Computer composites gaining on sketch artists

Law enforcement has been using sketches to catch criminals since the days when Billy the Kid was on wanted posters.

Recently, technology has caught up with the sketch artists law enforcement has traditionally used, as agencies across the country turn to computerized composite programs.

While the programs available to the average department still have their limitations, Oak Harbor Detective Cedric Niiro said the one he uses now is a powerful tool. Called FACES, the Ultimate Composite Picture, the program is up and running at OHPD thanks to a donation from 7-Eleven Corp.

Without a trained sketch artist on staff, the responsibility of coming up with composites has fallen to Niiro and the computer program. While most crimes are committed by people familiar to the victim, Niiro said there is the occasional case in which a composite sketch is needed. He's done about a half dozen composites of suspects in the last couple of years.

Niiro said he's pretty happy with the digital results compared to the average hand-drawn sketch.

"Unless you get a superb sketch artist, which are hard to find and cost an enormous amount of money, it's hard to get that lifelike of an image," he said.

The Island County Sheriff's Office, however, still relies on sketch artists who work with pencil and paper instead of a mouse. Jan Smith, the chief administrative deputy, said the office is lucky enough to have a couple of talented sketch artists to rely on. Their sketches cost the agency a few tens of dollars apiece.

Kaye Rider, a records clerk, has many years of experience in drawing composites, and has helped catch a number of criminals in 12 years with the office.

Smith said a Clinton portrait artist, Kathy Parks-Chambers, also does composite sketches for the department.

"We're really luck to have them since our hands are tied when it comes to technology," Smith said.

But for Niiro, the computer program can work as well. Most of the techniques for creating the composite sketch on the computer are similar to the old-fashioned way, minus the pencil. Like the artists, Niiro begins by interviewing a witness about what they remember.
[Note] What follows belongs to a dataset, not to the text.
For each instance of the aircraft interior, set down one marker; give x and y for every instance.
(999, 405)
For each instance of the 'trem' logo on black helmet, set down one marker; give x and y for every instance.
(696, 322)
They're called composite sketches because they are made up of separate individually chosen features. Sketch artists usually have a book of facial features from which the witness chooses. Likewise, the FACES program has a large menu of facial features. For example, there are 876 eye shapes and hundreds of hair-dos, eyeglasses, facial hair and so on.

Once a feature is chosen, Niiro can plop it onto the composite with the click of a mouse. Then it can adjust the face by stretching or moving around any feature. Unlike traditional two-dimensional sketches, the digital image appears three-dimensional, thus more lifelike.

The limitations of the program, Niiro said, are in what features can be chosen. In a recent robbery case, a witness described a man wearing a hooded sweatshirt, but the program doesn't have a hood image.

There is better technology out there. The FBI and other federal agencies have state-of-the-art programs that do a better job. But they are expensive and require extensive training.